Rate-Limit Detection Belongs at the Header Layer, Not the Error String

production-ai
reliability
error-handling
agents
Parsing a 429 out of an error message is reading at the wrong layer. The structured signal was sitting in the response headers, before the regex ran and before the idle timer won the race.
Author

Temur Khan

Published

2026-05-16

A recurring pattern I keep finding in production AI error-handling code: the rate-limit detector parses the error body for 429 or rate limit, and by the time that regex runs the system has already thrown away the information the server handed it cleanly.

The shape is almost always identical. A provider returns a 429. The HTTP client surfaces it as a generic error with a message like Provider API error (429): Resource has been exhausted. Somewhere downstream an extractStatus-style function runs a regex against that message to recover the status code. The recovered code drives the failover decision: rotate to a backup credential, start a cooldown, switch providers.

Two things break this.

The regex is brittle in a way that compounds

Every provider formats its error string differently. One puts the status in parentheses, another prefixes it, another wraps it in a JSON envelope that gets stringified somewhere up the stack. The regex grows a new branch for each provider, and a single missed format means the 429 is silently reclassified as a generic failure. This shows up in public bug trackers as a one-character regex error that goes unnoticed for weeks, because it only triggers on one provider’s specific phrasing and the failover “mostly works” everywhere else.

The regex loses a race with the idle timer

This is the worse half. If the request’s idle timeout fires before the error body is fully processed, the attempt aborts with a timeout reason. The failover logic then sees timeout, not rate_limit. It does not start the cooldown. It retries the same exhausted credential. Every subsequent request repeats the cycle: hit the rate-limited provider, wait for the timeout, rotate, repeat. The user experiences slow degradation rather than a clean failover, and the logs say timeout everywhere, so nobody goes looking for a rate-limit problem. The actual cause is invisible in exactly the place an operator would look.

The fix is the layer, not the regex

HTTP rate limits arrive with structured headers. Retry-After is the standard one and it is present on most well-behaved 429 responses. Most major model providers also expose remaining-quota and reset-window headers on the response itself. Those headers are readable at the response-handler layer: before any error object is constructed, before any message string is formatted, before the idle timer has a chance to win the race.

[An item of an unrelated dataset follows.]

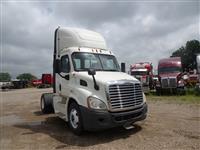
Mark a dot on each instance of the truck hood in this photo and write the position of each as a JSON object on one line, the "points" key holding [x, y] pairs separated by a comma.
{"points": [[165, 75], [104, 76]]}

// Brittle: status recovered from a formatted error string, downstream,
// after the idle timer may have already aborted the attempt
function classifyFailure(err) {
  const m = /\b(429)\b/.exec(err.message || "");
  return m ? "rate_limit" : "timeout";
}

// Robust: signal read off the response at the layer it arrives intact
function classifyResponse(res) {
  if (res.status === 429 || res.headers.get("retry-after")) {
    return {
      kind: "rate_limit",
      retryAfterMs: parseRetryAfter(res.headers),
    };
  }
  // fall through to body inspection only as a last resort
}

The difference is not the cleverness of the detection. It is the layer. By the time you are running a regex over an error message you are working with a lossy, reformatted, possibly-already-timed-out representation of something the server told you plainly a few hundred milliseconds earlier.

The general rule

This extends past rate limits. Any time you find yourself parsing a stringified error to recover structured information the protocol already gave you, that is a signal you are reading at the wrong layer. The structured form existed. Something between the wire and your handler discarded it, and now you are reconstructing it with a regex and hoping the format never changes.

The check I now apply to every failure-classification path: trace backward to where the signal first entered the system. If the structured form (a status code, a header, a typed exception) existed at an earlier layer than where the classification happens, move the classification earlier. The regex was never the bug. The layer was.